Greece will not get the next tranche of its current bailout funding until after that vote, he was told.

Why call a referendum?

For months Mr Papandreou has faced sharp criticism over his handling of the Greek debt crisis. The attacks have come from colleagues in Pasok, as well as from opposition MPs and thousands of ordinary citizens in the streets.

Greece has been paralysed by public sector strikes, as harsh austerity measures are pushed through to reduce the country's debt mountain.

Critics have accused Mr Papandreou of sacrificing the welfare of his people for the sake of wealthy bankers and other lenders. They say Greece has been made a scapegoat for the ailing eurozone and that the government has allowed Greek sovereignty to be whittled away.

So Mr Papandreou made an unusual choice for unusual times. He wants the plan for a second Greek bailout from the EU and International Monetary Fund - worth 100bn euros (£86bn; $137bn) - to have the nation's clear approval.

The referendum - if it happens - will be the first in Greece since 1974, when the country voted to abolish the monarchy, shortly after a period of military dictatorship.

"The referendum will be a clear mandate and a clear message in and outside Greece on our European course and participation in the euro," a statement from Mr Papandreou's office said.

What would a Greek No vote mean?

There are dire predictions about a No vote. Opinion polls suggest that most Greeks oppose the new EU-IMF bailout plan.

A No vote would make a disorderly default likely for Greece, as its current lenders would regard it as a lost cause. That would mean holders of Greek sovereign bonds taking a big loss - bigger than the 50% write-down that the EU has proposed.

Such a default would almost certainly push Greece out of the eurozone, triggering a chain reaction, as the other "peripheral" eurozone economies - Portugal, Spain, Ireland and Italy - would find it impossible to service their own debts.

France would probably lose its triple-A credit rating, as French banks hold a large pile of Greek debt. A meltdown in the eurozone bond market could ultimately doom the euro.
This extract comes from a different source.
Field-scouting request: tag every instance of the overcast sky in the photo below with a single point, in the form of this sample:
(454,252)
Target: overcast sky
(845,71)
Yet opinion polls also suggest that most Greeks want to stay in the eurozone. A cleverly phrased referendum question could warn them of disaster if Greece were to abandon the euro - and link that scenario to a rejection of the bailout plan.

As President Sarkozy put it, "now it is up to them to decide if they want to stay in the euro with us".
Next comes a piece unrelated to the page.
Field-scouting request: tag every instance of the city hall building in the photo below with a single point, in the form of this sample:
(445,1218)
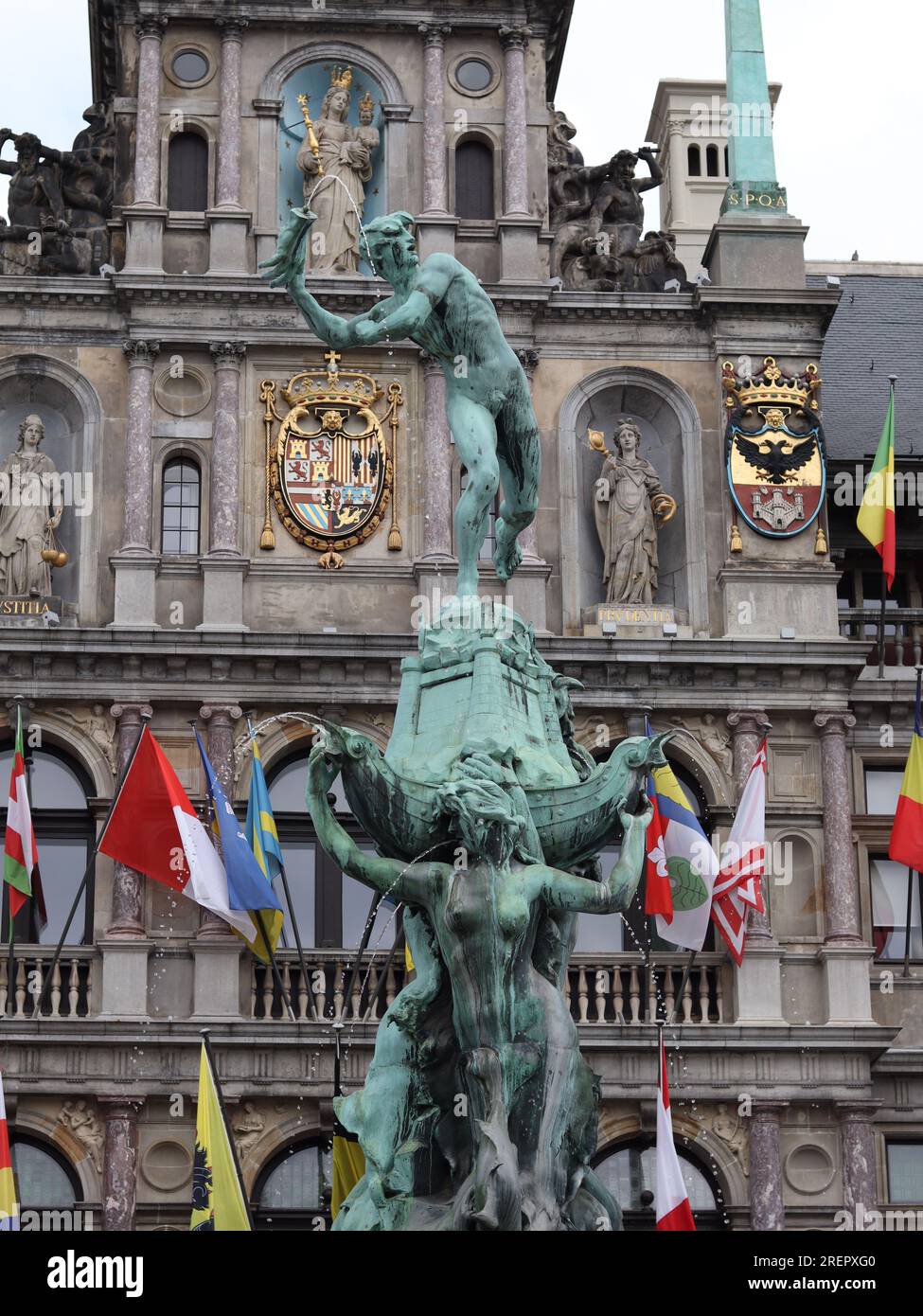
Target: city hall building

What does the Greek opposition say?

The leader of the conservative opposition New Democracy party, Antonis Samaras, has called for early elections.
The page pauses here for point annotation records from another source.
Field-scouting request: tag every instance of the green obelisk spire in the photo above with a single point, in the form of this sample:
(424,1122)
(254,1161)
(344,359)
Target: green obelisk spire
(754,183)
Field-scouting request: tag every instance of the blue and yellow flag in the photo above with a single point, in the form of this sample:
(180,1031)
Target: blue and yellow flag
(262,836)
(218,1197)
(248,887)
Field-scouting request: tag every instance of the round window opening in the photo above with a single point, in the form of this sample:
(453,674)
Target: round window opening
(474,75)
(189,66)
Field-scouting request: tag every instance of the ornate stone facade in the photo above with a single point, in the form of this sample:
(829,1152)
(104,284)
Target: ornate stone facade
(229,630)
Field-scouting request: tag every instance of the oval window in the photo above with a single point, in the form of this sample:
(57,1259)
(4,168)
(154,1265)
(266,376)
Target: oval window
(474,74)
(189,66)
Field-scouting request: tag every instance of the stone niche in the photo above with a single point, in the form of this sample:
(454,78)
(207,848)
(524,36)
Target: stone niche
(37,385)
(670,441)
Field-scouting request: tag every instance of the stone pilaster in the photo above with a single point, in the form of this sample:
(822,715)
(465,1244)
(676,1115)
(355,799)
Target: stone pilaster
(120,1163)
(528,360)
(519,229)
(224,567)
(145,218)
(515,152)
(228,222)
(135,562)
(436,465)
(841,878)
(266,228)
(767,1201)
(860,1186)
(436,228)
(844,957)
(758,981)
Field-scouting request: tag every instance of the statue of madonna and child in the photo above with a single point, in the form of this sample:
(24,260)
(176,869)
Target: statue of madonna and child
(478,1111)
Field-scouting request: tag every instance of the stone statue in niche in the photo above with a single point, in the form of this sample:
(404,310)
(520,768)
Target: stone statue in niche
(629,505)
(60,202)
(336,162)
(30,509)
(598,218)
He says he does not disagree with the debt reduction targets - but he rejects Pasok's methods.

He says the government's tax increases have failed to boost revenue - so he wants to renegotiate the bailout terms. He believes cutting income tax and sales tax (VAT) would help reinvigorate the recession-hit Greek economy.

He has also attacked Pasok's plan to put thousands of public employees on reduced wages and "in reserve". He says the austerity "medicine" is too bitter, and proposes a big retraining programme instead.

New Democracy could have a credibility problem with Greece's international partners, however, as the previous New Democracy government of Costas Karamanlis failed to curb the massive accumulation of debt.